Dealing with Emotional and Mental Hardship
Even if work schedules and finances are not obstacles in the caregiving process, stress will inevitably surface. For those who have no help in caregiving, being that custodian 24/7 is an emotionally exhausting endeavor. For those who have siblings, the only relief can be taking turns looking after aging parents.
Some common emotional stresses include worrying about finances, guilt over having to juggle caregiving with other responsibilities and the fear of inevitably losing parents. A variety of caregiving support systems exist to help deal with these burdens.
Finding Free Time
Last but not least, the challenge of being a caregiver and/or full-time employee around-the-clock takes its toll on our minds and bodies. Being able to find free time for yourself is essential – but not always easy.
For those who manage to squeeze in a bit of free time, feelings such as guilt can arise. While it is entirely natural, it is not justified: in order to be a good caregiver, everybody needs a bit of personal time to recharge and refresh.

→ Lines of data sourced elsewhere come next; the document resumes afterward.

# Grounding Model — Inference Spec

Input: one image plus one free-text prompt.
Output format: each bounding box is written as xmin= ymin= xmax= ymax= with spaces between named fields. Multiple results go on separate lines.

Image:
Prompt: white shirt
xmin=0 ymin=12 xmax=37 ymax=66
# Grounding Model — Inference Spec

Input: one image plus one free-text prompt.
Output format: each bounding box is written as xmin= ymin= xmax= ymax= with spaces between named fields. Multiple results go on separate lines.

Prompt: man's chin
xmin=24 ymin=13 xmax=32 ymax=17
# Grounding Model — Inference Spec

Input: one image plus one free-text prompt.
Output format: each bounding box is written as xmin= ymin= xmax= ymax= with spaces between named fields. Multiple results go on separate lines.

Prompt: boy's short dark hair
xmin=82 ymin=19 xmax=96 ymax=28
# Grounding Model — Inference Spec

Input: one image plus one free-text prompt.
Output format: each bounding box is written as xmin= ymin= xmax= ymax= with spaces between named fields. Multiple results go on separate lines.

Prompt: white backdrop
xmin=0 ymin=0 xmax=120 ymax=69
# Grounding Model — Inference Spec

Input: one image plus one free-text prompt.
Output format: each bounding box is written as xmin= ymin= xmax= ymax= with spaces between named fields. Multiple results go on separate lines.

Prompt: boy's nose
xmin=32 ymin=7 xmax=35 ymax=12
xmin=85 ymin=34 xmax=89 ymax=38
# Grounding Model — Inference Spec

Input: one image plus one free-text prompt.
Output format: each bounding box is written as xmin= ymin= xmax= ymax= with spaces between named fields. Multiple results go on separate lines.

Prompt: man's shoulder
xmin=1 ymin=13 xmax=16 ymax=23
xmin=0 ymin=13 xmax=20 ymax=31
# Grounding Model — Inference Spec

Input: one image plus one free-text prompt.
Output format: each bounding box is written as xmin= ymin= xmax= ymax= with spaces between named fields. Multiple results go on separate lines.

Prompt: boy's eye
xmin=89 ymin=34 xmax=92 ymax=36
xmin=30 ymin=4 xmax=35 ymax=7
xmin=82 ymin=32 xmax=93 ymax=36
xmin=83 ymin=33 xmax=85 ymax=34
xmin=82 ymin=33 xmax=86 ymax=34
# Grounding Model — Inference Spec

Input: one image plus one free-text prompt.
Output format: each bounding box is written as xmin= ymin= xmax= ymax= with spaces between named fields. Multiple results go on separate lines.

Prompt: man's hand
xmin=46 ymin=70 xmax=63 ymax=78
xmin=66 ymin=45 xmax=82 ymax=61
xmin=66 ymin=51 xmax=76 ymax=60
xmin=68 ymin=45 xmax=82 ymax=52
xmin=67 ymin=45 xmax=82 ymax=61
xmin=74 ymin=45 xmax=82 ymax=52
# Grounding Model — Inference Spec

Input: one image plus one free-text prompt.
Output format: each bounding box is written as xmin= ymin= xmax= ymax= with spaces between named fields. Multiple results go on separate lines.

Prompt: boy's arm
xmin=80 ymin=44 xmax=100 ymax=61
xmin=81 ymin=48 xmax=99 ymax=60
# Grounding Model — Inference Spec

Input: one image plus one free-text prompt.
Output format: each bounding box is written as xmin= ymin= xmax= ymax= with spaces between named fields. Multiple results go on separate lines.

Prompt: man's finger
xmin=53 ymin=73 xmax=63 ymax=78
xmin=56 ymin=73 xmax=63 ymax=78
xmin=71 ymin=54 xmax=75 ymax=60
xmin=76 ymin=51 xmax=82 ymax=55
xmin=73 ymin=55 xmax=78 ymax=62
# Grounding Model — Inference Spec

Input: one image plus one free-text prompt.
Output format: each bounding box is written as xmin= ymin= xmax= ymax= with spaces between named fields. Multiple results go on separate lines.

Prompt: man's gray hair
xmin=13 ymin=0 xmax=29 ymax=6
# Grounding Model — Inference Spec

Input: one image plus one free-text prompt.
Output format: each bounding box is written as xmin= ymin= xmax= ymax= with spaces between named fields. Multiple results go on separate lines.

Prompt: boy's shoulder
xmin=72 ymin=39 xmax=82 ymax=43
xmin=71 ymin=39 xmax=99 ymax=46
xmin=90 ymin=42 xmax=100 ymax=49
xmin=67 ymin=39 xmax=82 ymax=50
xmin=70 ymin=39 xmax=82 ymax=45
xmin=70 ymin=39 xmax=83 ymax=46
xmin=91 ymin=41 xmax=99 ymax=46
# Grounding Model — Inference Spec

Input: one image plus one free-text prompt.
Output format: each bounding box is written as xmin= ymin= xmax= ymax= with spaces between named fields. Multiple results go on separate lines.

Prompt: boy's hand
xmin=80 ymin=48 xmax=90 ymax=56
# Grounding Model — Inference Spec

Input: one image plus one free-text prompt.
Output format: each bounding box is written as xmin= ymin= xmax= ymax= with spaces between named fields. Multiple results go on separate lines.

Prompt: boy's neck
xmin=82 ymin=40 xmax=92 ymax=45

Providing vital caregiving services – whether you are doing it yourself, sharing the responsibility with family or relying on the services of a professional – can be immensely stressful. From emotional and mental concerns to financial and logistical burdens, making everything come together can feel daunting. It’s important to remember that your love for your aging parents matters above all else and that the obstacles are surmountable with a bit of planning.